“Selain itu, Undang-undang ini juga melanggar asas kesesuaian antara jenis, hierarki, dan materi muatan, serta asas kejelasan rumusan, sehingga menimbulkan ketidakpastian hukum dalam implementasinya,” ungkap dia.
Dalil ketiga menyoroti Dewan Perwakilan Daerah Republik Indonesia (DPD RI) tidak dilibatkan dalam proses pembentukan UU BUMN. Padahal, dalam kerangka ketatanegaraan, DPD RI memiliki peran penting dalam memberikan pertimbangan terhadap Rancangan Undang-undang yang berdampak pada daerah.
“Ketidakterlibatan DPD ini dinilai sebagai bentuk pelanggaran terhadap mekanisme legislasi yang seharusnya inklusif dan melibatkan berbagai unsur terkait,” kata Haikal.
Dalil keempat menyoroti Badan Pemeriksa Keuangan Republik Indonesia (BPK RI) yang juga tidak dilibatkan dalam proses pembentukan Undang-undang tersebut.
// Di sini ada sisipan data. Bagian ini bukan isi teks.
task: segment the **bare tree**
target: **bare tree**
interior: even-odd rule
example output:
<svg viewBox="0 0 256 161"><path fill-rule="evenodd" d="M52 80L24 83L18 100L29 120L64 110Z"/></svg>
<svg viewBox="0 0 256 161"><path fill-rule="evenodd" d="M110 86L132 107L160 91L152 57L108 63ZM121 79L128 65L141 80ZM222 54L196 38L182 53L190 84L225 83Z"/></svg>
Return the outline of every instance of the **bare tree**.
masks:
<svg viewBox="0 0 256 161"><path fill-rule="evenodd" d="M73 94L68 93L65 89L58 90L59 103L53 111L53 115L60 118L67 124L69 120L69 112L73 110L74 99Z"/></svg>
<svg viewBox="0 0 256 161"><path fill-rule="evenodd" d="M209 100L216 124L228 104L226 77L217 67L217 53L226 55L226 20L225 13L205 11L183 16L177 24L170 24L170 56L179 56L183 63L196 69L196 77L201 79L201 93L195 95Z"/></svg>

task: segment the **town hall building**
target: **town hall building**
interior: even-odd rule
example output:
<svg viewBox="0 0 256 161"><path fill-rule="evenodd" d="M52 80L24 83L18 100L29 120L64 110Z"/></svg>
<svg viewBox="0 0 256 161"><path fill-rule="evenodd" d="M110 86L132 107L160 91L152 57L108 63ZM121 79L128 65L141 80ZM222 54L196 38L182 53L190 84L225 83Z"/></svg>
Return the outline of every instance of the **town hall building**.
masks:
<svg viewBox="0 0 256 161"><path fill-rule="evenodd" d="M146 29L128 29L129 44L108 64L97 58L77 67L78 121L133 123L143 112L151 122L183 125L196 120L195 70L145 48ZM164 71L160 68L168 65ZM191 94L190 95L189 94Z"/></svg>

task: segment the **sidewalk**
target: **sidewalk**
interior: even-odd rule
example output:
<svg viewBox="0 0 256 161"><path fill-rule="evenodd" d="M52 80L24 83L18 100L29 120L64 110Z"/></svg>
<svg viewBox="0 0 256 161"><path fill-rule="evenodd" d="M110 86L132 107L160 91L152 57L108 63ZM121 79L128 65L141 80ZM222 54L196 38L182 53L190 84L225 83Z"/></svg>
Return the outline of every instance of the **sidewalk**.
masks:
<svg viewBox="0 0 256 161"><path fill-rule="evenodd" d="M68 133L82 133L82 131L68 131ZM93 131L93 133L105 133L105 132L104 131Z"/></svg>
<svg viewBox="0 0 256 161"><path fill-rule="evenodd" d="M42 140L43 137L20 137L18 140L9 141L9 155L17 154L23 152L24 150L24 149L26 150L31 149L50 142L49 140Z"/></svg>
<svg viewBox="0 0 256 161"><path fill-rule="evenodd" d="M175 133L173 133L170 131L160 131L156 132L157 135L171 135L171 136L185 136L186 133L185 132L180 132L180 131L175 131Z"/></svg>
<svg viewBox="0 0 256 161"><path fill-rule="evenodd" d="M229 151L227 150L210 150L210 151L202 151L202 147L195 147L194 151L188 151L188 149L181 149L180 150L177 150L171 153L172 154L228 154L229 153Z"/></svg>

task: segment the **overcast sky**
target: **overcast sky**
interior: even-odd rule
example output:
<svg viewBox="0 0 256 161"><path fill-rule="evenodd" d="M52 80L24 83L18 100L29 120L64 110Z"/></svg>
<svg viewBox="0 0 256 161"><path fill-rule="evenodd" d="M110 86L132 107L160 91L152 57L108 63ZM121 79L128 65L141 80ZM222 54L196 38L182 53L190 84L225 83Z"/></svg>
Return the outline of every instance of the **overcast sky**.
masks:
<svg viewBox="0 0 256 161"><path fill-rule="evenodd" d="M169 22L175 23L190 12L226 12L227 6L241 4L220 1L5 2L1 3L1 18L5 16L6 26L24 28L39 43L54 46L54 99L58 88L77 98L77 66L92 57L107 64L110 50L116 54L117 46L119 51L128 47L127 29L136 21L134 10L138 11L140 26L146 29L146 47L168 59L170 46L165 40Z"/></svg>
Padahal, terang Haikal, lembaga yang dibentuk yakni Danantara akan mengelola dana publik dalam jumlah besar.
Dalil kelima menyatakan UU BUMN tidak memiliki validitas atau legitimasi hukum karena menyimpang dari ketentuan dalam UUD 1945.
“Oleh karena itu, UU BUMN ini dinilai tidak layak diberlakukan dan tidak memiliki kekuatan hukum yang mengikat,” tandasnya.
Berdasarkan sejumlah argumen tersebut, para pemohon dalam permohonan provisi meminta kepada MK untuk menunda pelaksanaan UU BUMN hingga terdapat putusan akhir terhadap pokok perkara.
Penundaan tersebut dimaksudkan agar tidak terjadi kerugian konstitusional yang lebih besar akibat diterapkannya Undang-undang yang legalitasnya masih disengketakan.